Total RNA was extracted from WISH cells using TRIzol reagent (Invitrogen, Carlsbad, CA, USA). Total mRNA (1 µg) was synthesized to cDNA using oligo(dT) PrimeScriptTM 1st strand cDNA Synthesis Kits (TaKaRa Bio, Shiga, Japan and Clontech, BD Biosciences, Palo Alto, CA, USA) according to the manufacturer's instructions. RT-PCR was done on a SimpliAmp Thermal Cycler (Applied Biosystems, Foster City, CA, USA).
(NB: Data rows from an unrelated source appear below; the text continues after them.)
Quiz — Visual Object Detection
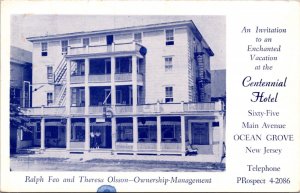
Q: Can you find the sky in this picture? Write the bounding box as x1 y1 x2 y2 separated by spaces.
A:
11 14 226 70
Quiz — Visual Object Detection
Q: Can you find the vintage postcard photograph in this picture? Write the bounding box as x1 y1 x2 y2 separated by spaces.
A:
10 14 226 172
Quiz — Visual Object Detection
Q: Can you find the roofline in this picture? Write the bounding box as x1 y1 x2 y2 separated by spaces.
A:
26 20 214 56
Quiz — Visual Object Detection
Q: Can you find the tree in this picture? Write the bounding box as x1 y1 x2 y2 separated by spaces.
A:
9 98 33 153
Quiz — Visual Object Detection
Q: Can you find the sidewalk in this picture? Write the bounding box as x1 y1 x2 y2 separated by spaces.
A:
11 152 225 171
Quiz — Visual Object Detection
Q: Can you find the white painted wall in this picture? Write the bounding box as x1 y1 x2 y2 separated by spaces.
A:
32 24 209 107
142 28 188 103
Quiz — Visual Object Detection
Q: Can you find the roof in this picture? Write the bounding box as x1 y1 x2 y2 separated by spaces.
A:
211 70 226 97
10 46 32 64
27 20 213 55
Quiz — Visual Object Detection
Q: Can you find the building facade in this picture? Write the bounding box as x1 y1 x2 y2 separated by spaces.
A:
9 46 32 152
22 21 224 161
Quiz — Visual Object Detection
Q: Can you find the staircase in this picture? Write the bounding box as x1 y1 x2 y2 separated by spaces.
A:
56 84 67 106
54 57 67 106
195 52 209 102
54 57 67 85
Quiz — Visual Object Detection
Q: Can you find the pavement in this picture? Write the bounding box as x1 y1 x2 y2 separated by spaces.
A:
11 152 225 172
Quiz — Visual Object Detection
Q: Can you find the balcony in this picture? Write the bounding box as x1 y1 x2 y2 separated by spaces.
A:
70 107 85 115
115 105 133 115
70 75 84 84
89 106 103 115
22 102 224 116
68 42 142 56
22 107 66 116
115 73 132 82
89 74 111 83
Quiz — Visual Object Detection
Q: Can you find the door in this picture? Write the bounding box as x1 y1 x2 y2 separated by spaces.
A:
106 35 114 52
106 35 114 46
103 89 111 105
105 126 112 148
105 60 111 74
192 122 209 145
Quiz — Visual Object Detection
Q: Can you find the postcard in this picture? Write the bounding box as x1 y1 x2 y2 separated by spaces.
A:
0 0 300 192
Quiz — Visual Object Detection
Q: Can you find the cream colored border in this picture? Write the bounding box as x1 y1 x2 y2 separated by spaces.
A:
0 0 300 192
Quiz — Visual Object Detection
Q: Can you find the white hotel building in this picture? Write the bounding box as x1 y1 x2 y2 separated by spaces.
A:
26 21 225 161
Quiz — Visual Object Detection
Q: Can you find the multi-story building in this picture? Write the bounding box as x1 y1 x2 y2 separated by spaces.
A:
26 21 224 161
10 46 32 107
9 46 32 153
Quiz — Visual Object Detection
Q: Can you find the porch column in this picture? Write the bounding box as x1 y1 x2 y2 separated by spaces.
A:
180 115 185 156
66 59 71 116
84 58 90 116
110 56 116 107
156 116 161 152
84 117 90 151
132 116 138 154
111 117 117 152
41 117 45 150
132 56 138 114
66 117 71 150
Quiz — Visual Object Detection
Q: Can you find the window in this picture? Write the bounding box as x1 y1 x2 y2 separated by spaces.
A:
162 125 175 140
71 88 85 107
192 123 209 145
21 129 33 141
117 125 133 142
47 92 53 106
45 126 58 139
71 123 85 142
166 29 174 46
116 90 123 104
82 38 90 47
41 42 48 56
35 123 41 139
61 40 68 54
47 66 53 80
134 33 142 43
165 57 173 72
71 60 85 76
165 87 173 103
10 88 21 105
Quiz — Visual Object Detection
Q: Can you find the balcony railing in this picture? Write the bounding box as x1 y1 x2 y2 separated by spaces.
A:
70 107 85 115
116 142 133 150
115 105 133 115
70 76 84 84
23 107 66 116
89 74 111 83
115 73 132 82
89 106 103 115
68 42 142 55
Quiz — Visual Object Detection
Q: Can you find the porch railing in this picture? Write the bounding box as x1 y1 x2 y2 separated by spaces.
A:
160 143 181 151
116 142 133 151
160 103 183 113
70 107 85 115
22 101 224 116
115 105 133 115
70 76 84 84
89 74 111 83
137 142 157 150
68 42 142 55
115 73 132 82
89 106 103 115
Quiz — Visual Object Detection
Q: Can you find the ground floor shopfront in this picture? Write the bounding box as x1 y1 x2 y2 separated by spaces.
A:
18 113 224 161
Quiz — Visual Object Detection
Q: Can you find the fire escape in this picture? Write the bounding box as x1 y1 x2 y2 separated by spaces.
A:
53 57 67 106
195 52 211 102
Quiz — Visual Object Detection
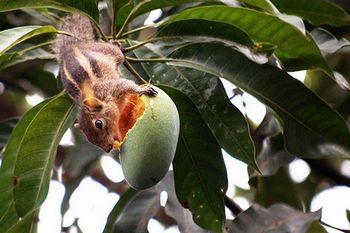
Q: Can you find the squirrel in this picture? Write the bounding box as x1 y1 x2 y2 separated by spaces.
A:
53 14 157 152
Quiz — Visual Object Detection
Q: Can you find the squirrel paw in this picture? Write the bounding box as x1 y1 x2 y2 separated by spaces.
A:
141 85 158 96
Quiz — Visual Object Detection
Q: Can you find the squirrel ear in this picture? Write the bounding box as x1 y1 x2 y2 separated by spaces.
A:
83 97 102 112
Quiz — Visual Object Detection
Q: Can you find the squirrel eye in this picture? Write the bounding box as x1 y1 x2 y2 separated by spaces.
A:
95 120 103 130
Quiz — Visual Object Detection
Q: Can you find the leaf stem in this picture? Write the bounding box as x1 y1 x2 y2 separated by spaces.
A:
224 195 243 216
18 41 53 55
319 220 350 233
126 56 176 62
124 38 159 52
124 59 148 84
121 24 158 37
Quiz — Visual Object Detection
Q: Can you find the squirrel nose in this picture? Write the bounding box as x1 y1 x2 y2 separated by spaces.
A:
103 144 113 153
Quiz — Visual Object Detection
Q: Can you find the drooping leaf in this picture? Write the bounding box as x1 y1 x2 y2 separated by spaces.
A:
256 134 294 176
162 86 227 232
103 188 141 233
116 0 217 31
311 28 350 53
131 43 257 169
165 6 333 74
159 172 208 233
0 25 57 55
271 0 350 26
0 118 18 150
166 44 350 158
0 0 99 22
157 19 254 47
239 0 278 13
61 130 103 216
6 209 39 233
249 167 303 209
0 48 55 70
0 93 75 230
228 204 321 233
103 189 160 233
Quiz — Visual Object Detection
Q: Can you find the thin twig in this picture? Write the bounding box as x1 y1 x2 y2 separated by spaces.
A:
126 56 175 62
224 195 243 216
124 59 147 84
319 220 350 233
18 41 53 55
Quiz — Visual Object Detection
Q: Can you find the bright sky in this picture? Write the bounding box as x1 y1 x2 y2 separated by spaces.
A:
18 10 350 233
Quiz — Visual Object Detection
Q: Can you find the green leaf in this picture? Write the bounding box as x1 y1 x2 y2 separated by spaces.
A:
167 44 350 158
103 189 160 233
134 42 258 170
249 167 303 209
159 172 208 233
271 0 350 26
256 134 294 176
0 25 57 55
6 209 39 233
103 188 141 233
239 0 278 13
0 90 75 229
228 204 321 233
0 118 18 150
162 86 227 232
157 19 254 47
165 6 333 74
311 28 350 54
116 0 217 31
0 0 99 22
0 45 55 70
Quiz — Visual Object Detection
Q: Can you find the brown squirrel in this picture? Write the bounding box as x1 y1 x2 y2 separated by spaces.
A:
53 14 157 152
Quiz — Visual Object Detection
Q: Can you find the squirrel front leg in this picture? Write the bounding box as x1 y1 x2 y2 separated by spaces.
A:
93 78 158 99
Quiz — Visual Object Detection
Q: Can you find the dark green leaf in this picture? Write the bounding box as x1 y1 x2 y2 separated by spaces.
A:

PCR primers used were: IL-1β, Forward: 5′- CTC GCC AGT GAA ATG GCT - 3′, Reverse: 5′ - GTC GGA GAT TCG TAG CTG GAT - 3′; TNF-α, Forward: 5′ - CCA GGC AGT CAG ATC TTC - 3′, Reverse: 5′ - GTT ATC TCT CAG CTC CAC GC - 3′; and β-actin, Forward: 5′ - GAC CTG ACT GAC TAC CTC ATG - 3′, Reverse: 5′ - CGC TCA TTG CCA ATG GTG ATG - 3′. Amplification of interleukin (IL)-1β / β-actin was performed using 35 cycles of 95℃ for 30 s, 55℃ for 30 s, and 72℃ for 30 s with a final extension of product at 72℃ for 7 min. Amplification of tumor necrosis factor-alpha (TNF-α) / β-actin was performed using 35 cycles of 94℃ for 30 s, 54℃ for 30 s, and 72℃ for 30 s with a final extension of product at 72℃ for 10 min. PCR-amplified products were separated on a 1.5% stained agarose gels. The Gel Doc ImageQuant LAS 500 System (GE Healthcare Bio-Sciences AB, Uppsala, Sweden) was used to assay the PCR products. β-actin was used to normalize all target genes. The data were analyzed using the Image J program.